Na de boodschap voor de dokter te hebben achtergelaten, bleef hij doelloos rondlopen, niet wetend waarheen te gaan. Daar hij geheel gekalmeerd was, en van zijn tante geen vragen meer verwachtte, had het weinig zin de raad van Nel op te volgen. Het was ook niet zo, dat hij niet terugdurfde naar huis. Veeleer had hij een gevoel alsof alle huizen hem te eng geworden waren. Huizen waren afschuwelijke ratten- en muizenvallen, waarin kleinburgerlijke conflicten zich afspeelden, - zelfs de moorden waren er kleinburgerlijk, en bovendien als moord twijfelachtig.
| |
| |
En op zijn kamertje, Selhorst geen tien meter van hem vandaan, rochelend, stervend, zou hij het zeker niet kunnen uithouden, ten overvloede nog gekweld door het vooruitzicht, dat het over enige dagen wellicht zijn kamertje niet meer zou zijn. Bij zijn tante kwam er een eind aan het zorgeloze leven, ook al zou zij hem niet narijden zoals Selhorst had gedaan. Afgezien van de sterk verminderde kans om te kunnen studeren, afgezien van de stekelige houding van de nicht, die hem als een klein kind probeerde te behandelen, zou het nieuwe milieu hem weinig anders hebben te bieden dan leegheid en verveling. Geen schilderachtige wanorde meer, geen schriften en dode vliegen in de waskom; geen Nel, bij wie hij zich 's morgens in de keuken waste, en die met hem samen conspireerde tegen Selhorst. De grootste dwang was hier juist de voorwaarde geweest tot de kostelijkste vorm van vrijheid die zich denken liet. Zonder het eeuwigdurend op sprong staan, het gladde terugwijken en vleien als het moest, de onnoemelijke listen en het beschaafde veinzen, was hij zichzelf niet. Jaren lang was hij als een hofnar geweest, met Selhorst als koning; en hij wist, dat er geen andere koning voor hem klaarstond, alleen maar burgerlui, die niets van hem begrepen, ook al zouden zij vriendelijk tegen hem zijn. Daarbij vergeleken waren de redeloze woedeuitbarstingen van zijn oom nog een soort begrip te noemen, een erkenning van zijn bestaan. Wat zou het leven grauw zijn zonder die woedeuitbarstingen.

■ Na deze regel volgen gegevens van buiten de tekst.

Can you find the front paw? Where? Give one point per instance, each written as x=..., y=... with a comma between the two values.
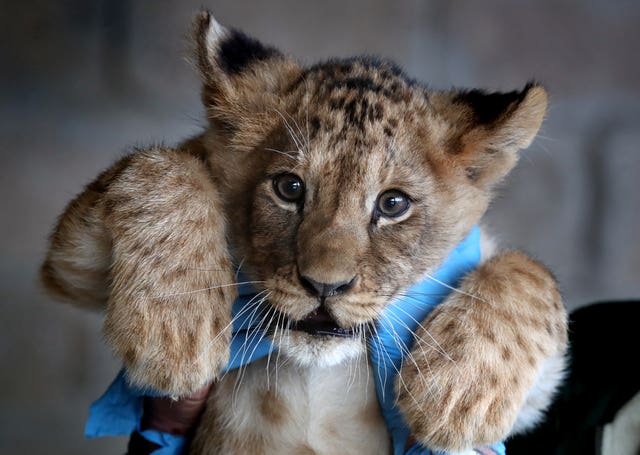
x=479, y=353
x=174, y=344
x=453, y=401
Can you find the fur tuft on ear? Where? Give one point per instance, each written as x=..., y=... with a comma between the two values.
x=229, y=50
x=484, y=131
x=242, y=78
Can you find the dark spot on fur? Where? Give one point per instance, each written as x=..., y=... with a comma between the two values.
x=472, y=173
x=239, y=50
x=487, y=107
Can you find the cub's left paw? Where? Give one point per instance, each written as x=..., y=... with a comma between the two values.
x=478, y=355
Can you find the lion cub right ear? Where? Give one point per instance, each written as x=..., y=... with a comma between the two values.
x=241, y=76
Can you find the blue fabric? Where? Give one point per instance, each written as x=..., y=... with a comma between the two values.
x=119, y=409
x=401, y=318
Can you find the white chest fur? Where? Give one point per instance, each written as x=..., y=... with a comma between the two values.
x=280, y=407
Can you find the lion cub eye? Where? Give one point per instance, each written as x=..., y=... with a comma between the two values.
x=288, y=187
x=393, y=203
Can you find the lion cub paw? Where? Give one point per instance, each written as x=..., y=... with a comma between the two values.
x=479, y=353
x=174, y=344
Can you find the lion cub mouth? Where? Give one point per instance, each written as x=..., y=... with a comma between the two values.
x=320, y=323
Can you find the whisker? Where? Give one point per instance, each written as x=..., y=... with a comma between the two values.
x=248, y=306
x=210, y=288
x=459, y=291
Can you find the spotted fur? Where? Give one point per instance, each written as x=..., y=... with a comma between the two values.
x=152, y=242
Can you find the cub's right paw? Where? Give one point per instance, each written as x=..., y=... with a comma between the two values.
x=174, y=344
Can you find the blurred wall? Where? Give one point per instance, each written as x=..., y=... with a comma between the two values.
x=82, y=81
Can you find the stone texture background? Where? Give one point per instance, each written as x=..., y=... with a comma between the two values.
x=81, y=81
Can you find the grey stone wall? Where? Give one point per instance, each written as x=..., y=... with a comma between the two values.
x=81, y=81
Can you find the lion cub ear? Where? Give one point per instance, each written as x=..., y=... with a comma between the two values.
x=484, y=131
x=241, y=76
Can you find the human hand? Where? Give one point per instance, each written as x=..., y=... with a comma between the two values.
x=159, y=424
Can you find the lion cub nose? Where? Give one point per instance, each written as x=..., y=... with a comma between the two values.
x=323, y=290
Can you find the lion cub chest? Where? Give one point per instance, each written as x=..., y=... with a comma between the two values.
x=279, y=407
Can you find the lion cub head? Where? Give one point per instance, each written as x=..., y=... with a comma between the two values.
x=346, y=182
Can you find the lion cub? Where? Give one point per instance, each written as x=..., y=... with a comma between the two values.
x=334, y=187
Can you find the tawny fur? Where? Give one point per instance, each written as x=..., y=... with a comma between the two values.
x=152, y=240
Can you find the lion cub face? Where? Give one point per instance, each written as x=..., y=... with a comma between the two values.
x=346, y=182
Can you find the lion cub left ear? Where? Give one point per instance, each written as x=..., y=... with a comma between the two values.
x=484, y=131
x=241, y=76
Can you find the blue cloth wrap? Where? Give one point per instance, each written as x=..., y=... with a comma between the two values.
x=119, y=410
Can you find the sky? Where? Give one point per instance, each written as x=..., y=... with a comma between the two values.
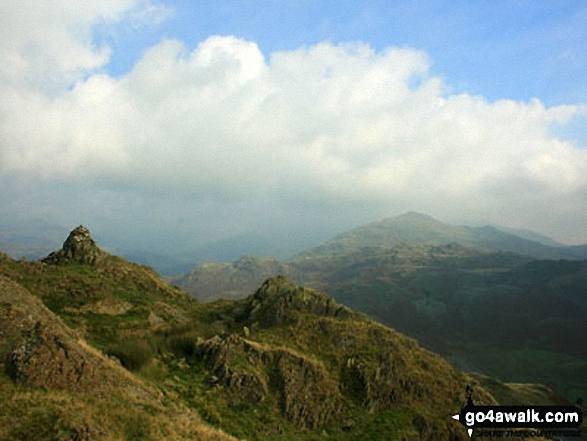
x=173, y=124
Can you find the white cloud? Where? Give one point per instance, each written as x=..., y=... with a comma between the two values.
x=335, y=125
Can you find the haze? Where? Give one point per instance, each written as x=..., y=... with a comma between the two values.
x=171, y=124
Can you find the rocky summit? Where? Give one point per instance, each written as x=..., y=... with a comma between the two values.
x=79, y=247
x=95, y=347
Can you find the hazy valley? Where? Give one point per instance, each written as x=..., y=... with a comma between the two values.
x=283, y=362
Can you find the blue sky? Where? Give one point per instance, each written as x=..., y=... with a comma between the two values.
x=212, y=119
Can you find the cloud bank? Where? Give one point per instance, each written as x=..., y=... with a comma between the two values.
x=325, y=130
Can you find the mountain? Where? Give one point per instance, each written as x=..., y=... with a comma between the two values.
x=420, y=229
x=502, y=314
x=236, y=280
x=29, y=240
x=96, y=347
x=530, y=235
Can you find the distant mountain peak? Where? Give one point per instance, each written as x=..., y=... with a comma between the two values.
x=415, y=215
x=79, y=247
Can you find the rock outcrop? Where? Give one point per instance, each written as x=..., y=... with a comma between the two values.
x=278, y=301
x=79, y=247
x=308, y=396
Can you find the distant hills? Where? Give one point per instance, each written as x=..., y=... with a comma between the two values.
x=419, y=229
x=464, y=292
x=95, y=347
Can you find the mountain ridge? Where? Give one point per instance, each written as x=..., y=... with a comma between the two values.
x=282, y=363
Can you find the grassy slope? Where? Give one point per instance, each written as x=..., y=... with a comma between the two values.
x=499, y=313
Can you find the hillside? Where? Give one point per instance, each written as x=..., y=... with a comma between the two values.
x=420, y=229
x=88, y=331
x=498, y=313
x=236, y=280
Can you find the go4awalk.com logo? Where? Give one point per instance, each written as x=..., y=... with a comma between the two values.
x=544, y=420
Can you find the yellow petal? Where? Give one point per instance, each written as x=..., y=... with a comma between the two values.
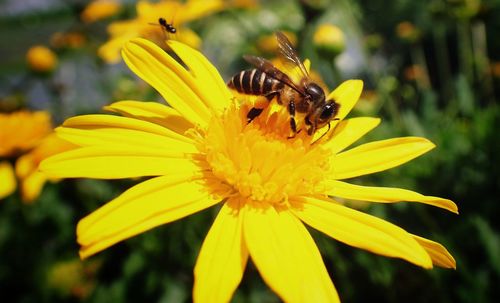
x=168, y=77
x=32, y=185
x=7, y=179
x=125, y=138
x=207, y=82
x=361, y=230
x=286, y=256
x=153, y=112
x=346, y=94
x=222, y=259
x=438, y=253
x=99, y=122
x=149, y=204
x=378, y=156
x=384, y=195
x=112, y=162
x=349, y=131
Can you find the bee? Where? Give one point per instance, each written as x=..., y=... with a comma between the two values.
x=168, y=27
x=305, y=96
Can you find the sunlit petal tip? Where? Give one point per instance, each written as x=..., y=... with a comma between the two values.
x=438, y=253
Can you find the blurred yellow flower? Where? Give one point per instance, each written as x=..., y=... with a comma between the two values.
x=41, y=59
x=146, y=24
x=7, y=179
x=67, y=40
x=201, y=152
x=407, y=31
x=28, y=137
x=22, y=130
x=329, y=40
x=100, y=9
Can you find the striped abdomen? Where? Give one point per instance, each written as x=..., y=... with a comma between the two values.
x=254, y=82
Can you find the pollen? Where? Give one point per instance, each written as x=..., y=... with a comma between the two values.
x=259, y=160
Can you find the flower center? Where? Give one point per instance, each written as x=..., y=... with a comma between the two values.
x=258, y=160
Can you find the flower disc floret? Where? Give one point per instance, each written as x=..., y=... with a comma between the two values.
x=257, y=159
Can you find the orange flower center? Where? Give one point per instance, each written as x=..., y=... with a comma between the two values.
x=258, y=160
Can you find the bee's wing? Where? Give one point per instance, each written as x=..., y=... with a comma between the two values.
x=272, y=71
x=288, y=52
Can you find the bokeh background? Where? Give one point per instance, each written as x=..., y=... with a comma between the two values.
x=431, y=68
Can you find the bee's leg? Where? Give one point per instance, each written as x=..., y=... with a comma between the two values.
x=253, y=113
x=310, y=126
x=293, y=124
x=256, y=111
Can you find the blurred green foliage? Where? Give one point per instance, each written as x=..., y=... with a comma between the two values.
x=431, y=68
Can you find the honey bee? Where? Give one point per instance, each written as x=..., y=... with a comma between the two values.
x=305, y=96
x=168, y=27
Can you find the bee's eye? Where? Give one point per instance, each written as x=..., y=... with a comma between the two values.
x=327, y=112
x=315, y=92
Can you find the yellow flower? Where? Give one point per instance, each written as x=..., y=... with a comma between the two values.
x=7, y=179
x=30, y=178
x=67, y=40
x=201, y=152
x=41, y=59
x=100, y=9
x=26, y=135
x=22, y=130
x=146, y=24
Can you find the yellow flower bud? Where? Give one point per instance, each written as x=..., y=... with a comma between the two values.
x=407, y=31
x=329, y=40
x=100, y=9
x=41, y=59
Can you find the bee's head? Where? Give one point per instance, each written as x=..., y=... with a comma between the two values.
x=322, y=115
x=316, y=93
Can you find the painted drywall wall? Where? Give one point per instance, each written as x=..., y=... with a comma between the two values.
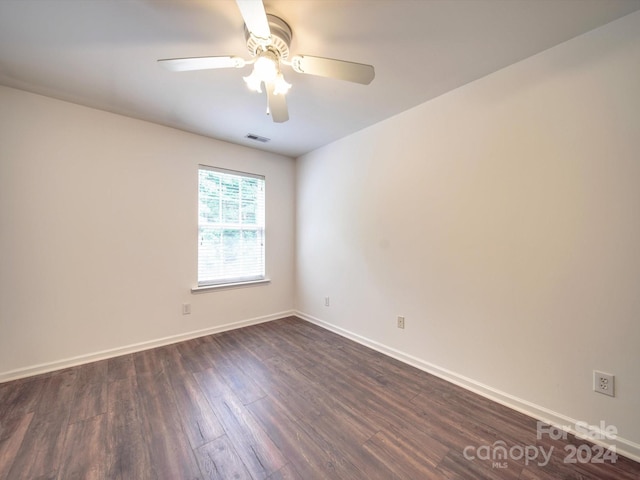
x=98, y=233
x=502, y=220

Hij liep, straat in straat uit, en peinsde over zijn leven, en over zijn uitzonderlijke begaafdheden, die zo moeilijk aan bod schenen te kunnen komen. De wereld stond voor hem open, - maar aan het verlies van zijn kamertje kon hij niet denken zonder een steek in het hart. Snel en veerkrachtig stapte hij voort, met zwaaiende armen en opgericht hoofd, zoekend naar een houding die hem boven alles verheffen zou. Hij kwam langs grachten, waarvan het water de geheimzinnigheid scheen te verklanken van het somberste gedicht, dat ooit geschreven was, - en dat hij schrijven zou. Op brede, geasfalteerde wegen, die hij passeerde, raasde het verkeer hem voor naar een toekomst vol avontuur. Dan dacht hij aan zijn vader, zijn grootvader, die hem daarin ten voorbeeld waren geweest; hij stelde zich avonturiers voor, gezeten in die auto's met onbekende bestemming, jachtend van het ene beroep naar het andere, springend van vrouw naar vrouw, en allen van een verbijsterende welbespraaktheid, zodat zij al niet eens meer hoefden te denken of te rekenen om hun koene plannen tot welslagen te brengen. Met woorden bereikten zij alles, - de woorden dachten voor hén. Het waren de acteurs van zo even, tot nieuw leven gewekt! Zij zaten nu in die auto's, die hen gehoorzaamden als hun eigen hand; zij wiegden zich in het bittere parfum van een zo juist gevangen vrouw, die zo ver mogelijk van hen af zat op de verende bank en
| |
| |
die in radeloze angst niets beters wist te doen dan zich voorover te buigen naar het glazen kokertje met bloemen, die niet voor háar geurden in deze auto; zij hadden trusts tot stand gebracht, werelddelen doen vastlopen, millionairs tot op het hemd toe uitgekleed; zij waren Amerikaanse zakenlieden geworden, ongelooflijk sluw en cynisch, door geen menselijkheid weerhouden, en enkel als mensen te herkennen aan de radde taal, die zij bezigden.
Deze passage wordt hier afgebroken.